Departamento del Tesoro estadounidense avanza en norma que exigirá prueba de ciudadanía para servicios bancarios
El secretario del Tesoro de Estados Unidos, Scott Bessent, confirmó este lunes que la administración está "en proceso" de finalizar una orden ejecutiva que requerirá prueba de ciudadanía para abrir cuentas bancarias en el país. Esta medida, que se enmarca en el endurecimiento de la política migratoria del presidente Donald Trump, podría afectar significativamente a los millones de inmigrantes indocumentados que residen en territorio estadounidense.
Fortalecimiento de la transparencia financiera
Durante una cena organizada por el medio de comunicación Semafor, Bessent defendió la iniciativa argumentando que busca "fortalecer la transparencia en el sector financiero". El funcionario cuestionó: "¿Por qué no tenemos información sobre quiénes forman parte de nuestro sistema bancario?", pese a que las instituciones financieras ya cuentan con normas de cumplimiento para conocer a sus clientes.
La nueva regulación plantea que uno de los documentos permitidos sería el pasaporte, lo que representa un desafío considerable en un país donde solo circulan aproximadamente 183 millones de pasaportes, frente a los 342 millones de personas residentes y censadas.
Impacto en la comunidad inmigrante
Los millones de inmigrantes indocumentados en Estados Unidos se verían obligados a reportar su estatus migratorio para acceder a servicios financieros básicos. Actualmente, no es necesario presentar un pasaporte para abrir una cuenta bancaria en el país, pero la orden ejecutiva cambiaría este requisito fundamental.
Según revelaciones del diario The Wall Street Journal, el nuevo decreto podría limitar la solicitud de pasaporte para servicios financieros exclusivamente a la apertura de nuevas cuentas, manteniendo cierta flexibilidad para las existentes.
Apoyo político y justificaciones
Algunos legisladores republicanos han respaldado abiertamente la iniciativa.

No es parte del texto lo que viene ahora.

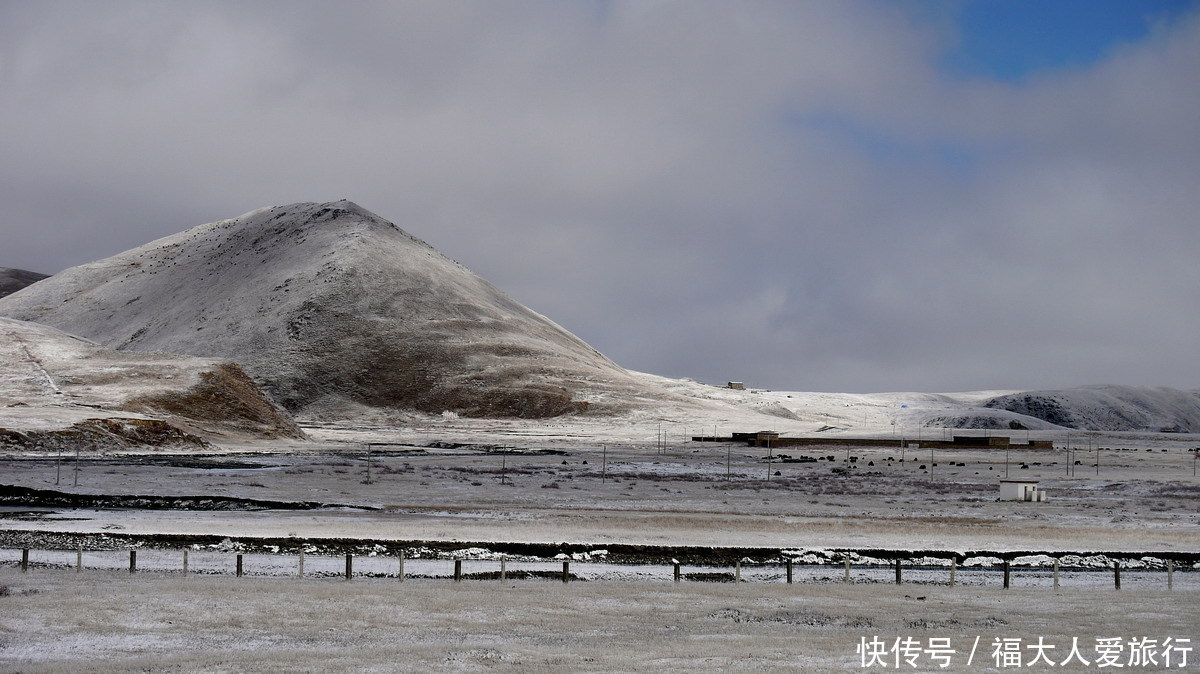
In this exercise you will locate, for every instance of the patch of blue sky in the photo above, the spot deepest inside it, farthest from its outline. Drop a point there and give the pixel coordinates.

El senador Tom Cotton, en una carta previa dirigida al Departamento del Tesoro, solicitó revisar las normas que permiten a inmigrantes indocumentados acceder a servicios financieros.
"El acceso al sistema bancario estadounidense es un privilegio que debe reservarse para quienes respetan nuestras leyes y soberanía", escribió el legislador, advirtiendo sobre los efectos de permitir la integración económica sin verificación legal adecuada.
Contexto migratorio y financiero
Esta medida se produce en un contexto de creciente tensión migratoria en Estados Unidos, donde la administración Trump ha implementado políticas más restrictivas. La posible exigencia de pasaporte para servicios bancarios representaría otro obstáculo para la población indocumentada, que ya enfrenta limitaciones en diversos aspectos de la vida cotidiana.
Las instituciones financieras, por su parte, deberán adaptar sus procedimientos de apertura de cuentas y verificación de clientes, lo que podría generar costos operativos adicionales y cambios significativos en sus políticas de inclusión financiera.